If you wish to remove an IPv6 address instead, set @code{#:ipv6} to @code{#t},
as in the following example.

@example
(addr-del "enp1s0" "2001:db8::1a4c/64" #:ipv6? #t)
@end example

Note that using the wrong ip type with the wrong value for the @code{#:ipv6?}
flag will result in a @code{Bad address} exception from inet-pton.
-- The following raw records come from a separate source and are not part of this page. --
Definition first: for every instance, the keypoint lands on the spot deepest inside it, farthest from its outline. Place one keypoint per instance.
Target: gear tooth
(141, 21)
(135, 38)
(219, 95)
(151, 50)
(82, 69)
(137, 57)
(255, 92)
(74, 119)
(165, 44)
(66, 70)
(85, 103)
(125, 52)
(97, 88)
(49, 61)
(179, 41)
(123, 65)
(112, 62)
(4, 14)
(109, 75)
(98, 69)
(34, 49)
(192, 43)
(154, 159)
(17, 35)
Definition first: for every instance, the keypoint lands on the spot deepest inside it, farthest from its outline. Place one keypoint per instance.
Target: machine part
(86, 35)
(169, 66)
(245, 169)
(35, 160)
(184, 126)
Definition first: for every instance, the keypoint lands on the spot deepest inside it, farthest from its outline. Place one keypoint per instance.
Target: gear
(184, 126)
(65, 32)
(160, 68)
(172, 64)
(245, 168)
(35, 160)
Additional flags are available, see the description in @code{addr-add} for more
details.
@end deffn

@deffn {Scheme Procedure} addr-show [@var{device}]
Print the list of addresses for each device on standard output.  Setting
@code{device} to a link name or link identifier will restrict the output
to addresses of that device.
@end deffn

@node Route
@section Route

The @code{(ip route)} module introduces procedures to access and modify the
network routes on your machine.  They are equivalent to the @command{ip route}
family of commands, from @code{iproute2}.

@deffn {Scheme Procedure} route-add @var{dest} [@var{#:ipv6?} #f] @
    [@var{#:device} #f] [@var{#:table} RT_TABLE_MAIN] [@var{#:protocol} #f] @
    [@var{#:scope} RT_SCOPE_LINK] [@var{#:type} RTN_UNICAST] @
    [@var{#:priority} #f] [@var{#:src} #f] [@var{#:via} #f]
Add the route described by the argmuents.  @var{dest} is the destination network,
in cidr notation (@code{addr/prefix}) or the string @code{"default"}.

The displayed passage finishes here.